So I wanted to flatten nested json data in this pandas data frame as additional columns. I am using requests to get json data from an api and create a pandas data frame.
import requests import pandas as pd import json
url = 'https://api.openaq.org/v2/locations?coordinates=38.7437396,-9.2302436&radius=5000'
api_request = requests.get(url)
api_content = api_request.content
api_json = json.loads(api_content)
df = pd.json_normalize(api_json)
df
This outputs the following:
results meta.name meta.license meta.website meta.page meta.limit meta.found
0 [{'id': 8209, 'city': 'Lisboa', 'name': 'PT031... openaq-api CC BY 4.0d api.openaq.org 1 100 4
so, I did
df = pd.json_normalize(api_json, record_path=["results"])
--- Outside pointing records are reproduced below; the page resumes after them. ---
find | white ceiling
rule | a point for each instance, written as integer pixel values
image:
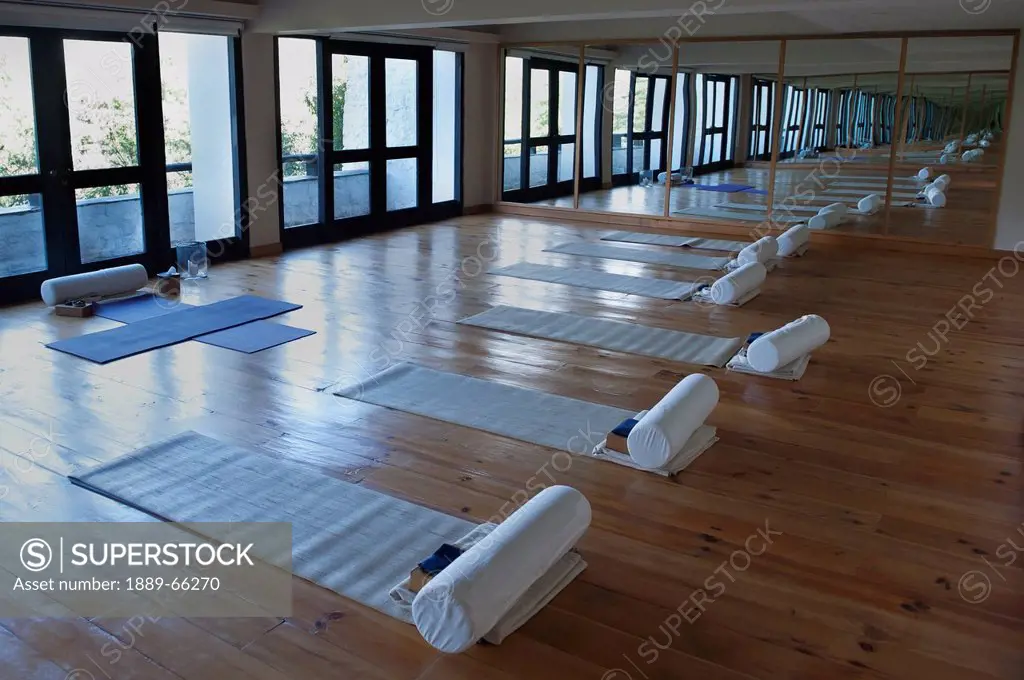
(585, 19)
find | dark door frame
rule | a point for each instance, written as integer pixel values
(56, 178)
(328, 228)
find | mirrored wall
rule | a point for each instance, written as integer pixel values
(764, 134)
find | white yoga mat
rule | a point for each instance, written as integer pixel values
(732, 214)
(671, 240)
(663, 289)
(649, 239)
(348, 539)
(793, 371)
(760, 208)
(606, 334)
(869, 185)
(719, 244)
(880, 178)
(860, 193)
(588, 249)
(527, 415)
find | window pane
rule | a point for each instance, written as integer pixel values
(401, 183)
(720, 102)
(199, 114)
(512, 167)
(350, 101)
(17, 123)
(640, 107)
(699, 87)
(590, 108)
(399, 90)
(657, 115)
(351, 189)
(23, 241)
(622, 101)
(566, 162)
(539, 166)
(297, 80)
(619, 155)
(445, 111)
(513, 97)
(110, 222)
(566, 102)
(679, 131)
(639, 163)
(540, 109)
(100, 103)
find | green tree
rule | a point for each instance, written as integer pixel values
(296, 140)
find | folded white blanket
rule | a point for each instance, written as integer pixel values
(701, 440)
(704, 295)
(793, 371)
(768, 264)
(537, 597)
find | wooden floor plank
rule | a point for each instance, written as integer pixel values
(881, 510)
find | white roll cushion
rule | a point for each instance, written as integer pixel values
(762, 250)
(665, 430)
(94, 284)
(936, 198)
(791, 240)
(465, 601)
(773, 350)
(869, 203)
(841, 208)
(737, 283)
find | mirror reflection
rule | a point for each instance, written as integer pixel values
(540, 111)
(949, 145)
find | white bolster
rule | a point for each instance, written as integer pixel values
(841, 208)
(94, 284)
(773, 350)
(869, 203)
(832, 218)
(935, 197)
(737, 283)
(762, 250)
(465, 601)
(665, 430)
(791, 240)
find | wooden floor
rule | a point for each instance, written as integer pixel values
(882, 511)
(966, 219)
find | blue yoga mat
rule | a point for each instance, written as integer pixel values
(138, 308)
(167, 330)
(254, 337)
(729, 188)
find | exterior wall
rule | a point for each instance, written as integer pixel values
(111, 227)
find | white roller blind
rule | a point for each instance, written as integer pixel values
(58, 16)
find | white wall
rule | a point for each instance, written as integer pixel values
(1010, 222)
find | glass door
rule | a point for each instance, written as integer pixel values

Which gives a nicer result:
id city name entity country sources isMobile isAnalysis parameters sensorType lastUpdated firstUpdated measurements bounds manufacturers coordinates.latitude coordinates.longitude
0 8209 Lisboa PT03100 government PT [{'url': 'http://www.eea.europa.eu/themes/air/... False False [{'id': 25414, 'unit': 'µg/m³', 'count': 10005... reference grade 2022-08-27T16:00:00+00:00 2017-09-22T11:00:00+00:00 246216 None None 38.748056 -9.202500
1 8211 Lisboa PT03084 government PT [{'url': 'http://www.eea.europa.eu/themes/air/... False False [{'id': 25397, 'unit': 'µg/m³', 'count': 93281... reference grade 2022-08-27T16:00:00+00:00 2017-09-22T10:00:00+00:00 239733 None None 38.754167 -9.230833
2 7199 Lisboa PT03087 government PT [{'url': 'http://www.eea.europa.eu/themes/air/... False False [{'id': 24800, 'unit': 'µg/m³', 'count': 97702... reference grade 2022-08-27T16:00:00+00:00 2017-09-22T13:00:00+00:00 235512 None None 38.705000 -9.210278
3 7767 Lisboa PT03082 government PT [{'url': 'http://www.eea.europa.eu/themes/air/... False False [{'id': 25393, 'unit': 'µg/m³', 'count': 83437... reference grade 2022-08-27T16:00:00+00:00 2018-02-27T01:00:00+00:00 304693 None None 38.738889 -9.207500
However, the 'sources' and 'parameter' columns are still in json format. How can I unpack these into new columns?
Also, can I for instance just pull the 'url' key out of the 'sources' json data and make it its own column?